Our team of experienced educators has meticulously designed these solutions, aligning them with the NCERT syllabus. This ensures that students receive accurate and reliable information that is essential for their academic success. We strive to simplify complex topics, such as stoichiometry, chemical equations, and balancing reactions, making them more accessible and easier to comprehend.
Swastik Classes is committed to providing quality education and empowering students in their educational journey. By offering these NCERT solutions, we aim to facilitate a deep appreciation for chemistry and instill a love for learning in our students.
We encourage you to make the most of these solutions and embrace the challenges and wonders of the chemical world. With Swastik Classes’ NCERT Solutions for Class 11 Chemistry Chapter 12, you can confidently navigate the principles and techniques of chemistry, paving the way for a strong foundation and future success in the subject.
We wish you all the best in your studies and hope that our solutions contribute to your growth and achievements in the field of chemistry.

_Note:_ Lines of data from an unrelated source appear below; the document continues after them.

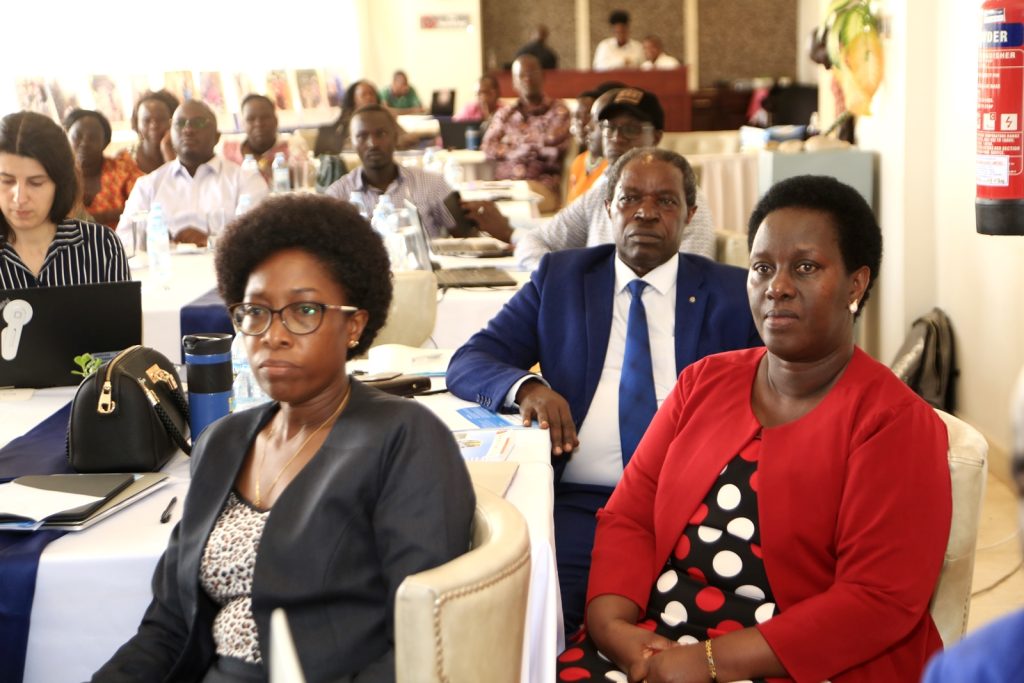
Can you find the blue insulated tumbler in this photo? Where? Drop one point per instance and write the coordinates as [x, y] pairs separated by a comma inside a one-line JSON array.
[[208, 363]]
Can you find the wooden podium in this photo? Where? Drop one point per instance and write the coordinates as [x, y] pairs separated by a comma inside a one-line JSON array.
[[669, 85]]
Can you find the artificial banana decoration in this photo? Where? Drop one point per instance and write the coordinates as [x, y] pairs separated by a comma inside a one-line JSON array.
[[855, 50]]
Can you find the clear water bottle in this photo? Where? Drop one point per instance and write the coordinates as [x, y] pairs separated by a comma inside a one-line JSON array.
[[381, 220], [246, 391], [455, 175], [245, 203], [158, 246], [249, 164], [385, 223], [282, 179]]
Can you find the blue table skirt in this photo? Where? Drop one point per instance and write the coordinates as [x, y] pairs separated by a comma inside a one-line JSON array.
[[42, 451]]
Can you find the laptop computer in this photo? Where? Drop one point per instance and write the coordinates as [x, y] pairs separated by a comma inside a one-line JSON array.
[[454, 132], [453, 278], [42, 329]]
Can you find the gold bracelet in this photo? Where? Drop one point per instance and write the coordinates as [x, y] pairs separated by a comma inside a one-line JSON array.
[[711, 662]]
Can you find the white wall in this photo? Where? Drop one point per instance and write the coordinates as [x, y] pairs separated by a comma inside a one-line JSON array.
[[433, 58], [358, 38], [924, 129]]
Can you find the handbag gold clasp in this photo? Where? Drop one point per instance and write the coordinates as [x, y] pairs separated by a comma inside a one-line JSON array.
[[158, 374]]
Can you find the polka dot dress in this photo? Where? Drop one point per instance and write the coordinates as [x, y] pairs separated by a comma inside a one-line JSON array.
[[226, 575], [713, 583]]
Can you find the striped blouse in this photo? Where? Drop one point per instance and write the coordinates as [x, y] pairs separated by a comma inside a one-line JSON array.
[[80, 254]]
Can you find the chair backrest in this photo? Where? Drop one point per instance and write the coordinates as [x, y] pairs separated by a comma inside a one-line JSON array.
[[464, 622], [284, 664], [414, 309], [968, 468]]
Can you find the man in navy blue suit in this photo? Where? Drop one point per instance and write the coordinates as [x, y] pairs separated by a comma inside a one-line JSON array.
[[572, 316]]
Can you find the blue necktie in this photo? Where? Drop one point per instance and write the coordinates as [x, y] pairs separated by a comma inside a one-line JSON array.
[[637, 402]]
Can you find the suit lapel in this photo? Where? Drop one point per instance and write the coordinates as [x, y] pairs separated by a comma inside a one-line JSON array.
[[690, 304], [599, 286]]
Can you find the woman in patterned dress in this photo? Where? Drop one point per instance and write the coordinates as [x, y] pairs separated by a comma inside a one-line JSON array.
[[321, 502], [105, 181], [786, 513]]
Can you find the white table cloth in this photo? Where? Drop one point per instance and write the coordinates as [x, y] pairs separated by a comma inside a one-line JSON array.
[[93, 586]]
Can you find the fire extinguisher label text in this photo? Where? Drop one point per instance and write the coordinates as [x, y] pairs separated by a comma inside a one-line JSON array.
[[1003, 35]]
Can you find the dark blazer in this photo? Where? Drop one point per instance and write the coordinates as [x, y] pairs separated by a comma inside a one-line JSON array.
[[387, 496], [562, 319]]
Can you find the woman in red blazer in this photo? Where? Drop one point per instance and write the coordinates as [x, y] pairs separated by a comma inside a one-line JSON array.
[[786, 513]]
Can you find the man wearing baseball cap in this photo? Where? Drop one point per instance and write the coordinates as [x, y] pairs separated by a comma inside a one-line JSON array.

- Q: What is the importance of balancing chemical equations? A: Balancing chemical equations is crucial as it ensures that the law of conservation of mass is obeyed. By balancing equations, we determine the exact ratio in which reactants combine and products are formed. It helps us understand the stoichiometry of reactions and accurately calculate quantities involved.

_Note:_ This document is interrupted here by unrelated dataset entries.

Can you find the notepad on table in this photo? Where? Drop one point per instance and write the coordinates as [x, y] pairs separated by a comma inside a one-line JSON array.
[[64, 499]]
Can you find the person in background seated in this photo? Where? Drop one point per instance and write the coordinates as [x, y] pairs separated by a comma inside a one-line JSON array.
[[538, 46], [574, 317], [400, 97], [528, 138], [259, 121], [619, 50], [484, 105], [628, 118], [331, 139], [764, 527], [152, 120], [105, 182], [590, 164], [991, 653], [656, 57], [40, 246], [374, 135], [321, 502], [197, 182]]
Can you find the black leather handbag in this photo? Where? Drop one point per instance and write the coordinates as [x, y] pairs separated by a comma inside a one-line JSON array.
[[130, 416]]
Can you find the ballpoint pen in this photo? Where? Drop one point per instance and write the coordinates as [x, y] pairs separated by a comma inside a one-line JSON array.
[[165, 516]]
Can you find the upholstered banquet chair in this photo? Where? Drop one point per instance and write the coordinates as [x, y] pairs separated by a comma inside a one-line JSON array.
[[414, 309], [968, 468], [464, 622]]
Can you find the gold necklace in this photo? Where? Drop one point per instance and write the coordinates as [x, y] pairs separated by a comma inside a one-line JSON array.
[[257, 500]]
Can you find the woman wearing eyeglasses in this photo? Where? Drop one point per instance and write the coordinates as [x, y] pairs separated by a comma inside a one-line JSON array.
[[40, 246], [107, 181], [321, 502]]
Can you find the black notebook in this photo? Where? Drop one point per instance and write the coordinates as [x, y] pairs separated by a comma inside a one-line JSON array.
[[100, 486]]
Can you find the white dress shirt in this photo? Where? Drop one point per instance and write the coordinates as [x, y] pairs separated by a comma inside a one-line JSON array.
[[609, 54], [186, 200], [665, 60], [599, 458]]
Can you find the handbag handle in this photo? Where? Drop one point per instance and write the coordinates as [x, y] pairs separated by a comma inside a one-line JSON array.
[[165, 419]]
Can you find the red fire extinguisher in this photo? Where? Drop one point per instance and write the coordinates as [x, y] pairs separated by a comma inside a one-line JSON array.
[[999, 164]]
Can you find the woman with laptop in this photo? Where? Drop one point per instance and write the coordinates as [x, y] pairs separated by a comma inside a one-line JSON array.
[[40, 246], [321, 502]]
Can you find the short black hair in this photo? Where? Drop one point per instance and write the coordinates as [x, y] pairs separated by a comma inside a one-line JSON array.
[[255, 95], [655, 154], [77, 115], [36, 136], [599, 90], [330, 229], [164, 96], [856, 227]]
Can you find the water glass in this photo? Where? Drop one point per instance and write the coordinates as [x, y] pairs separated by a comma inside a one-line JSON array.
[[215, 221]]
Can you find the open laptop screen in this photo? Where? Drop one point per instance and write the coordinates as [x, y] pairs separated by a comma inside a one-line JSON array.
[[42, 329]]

- Q: How can I balance chemical equations effectively? A: Balancing chemical equations involves adjusting coefficients in front of the reactants and products. Start by balancing the most complex or largest molecules first, then proceed to the simpler ones. Ensure that the number of atoms on each side of the equation is equal and use trial and error or systematic methods to achieve balance.
- Q: What are the steps involved in stoichiometric calculations? A: Stoichiometric calculations involve determining the quantitative relationships between reactants and products in a chemical reaction. The steps include balancing the chemical equation, converting given quantities to moles, applying the mole ratio from the balanced equation, and converting back to the desired units.
- Q: How do I determine the empirical formula of a compound? A: To find the empirical formula, determine the moles or mass of each element present in the compound. Divide the moles or mass of each element by its molar mass. The resulting ratios represent the subscripts in the empirical formula. If necessary, simplify the ratios to obtain the simplest whole-number ratio.
- Q: What are the different types of chemical reactions? A: Chemical reactions can be classified into various types, including combination reactions (A + B → AB), decomposition reactions (AB → A + B), displacement reactions (single displacement: A + BC → AC + B; double displacement: AB + CD → AD + CB), and redox reactions (involving the transfer of electrons).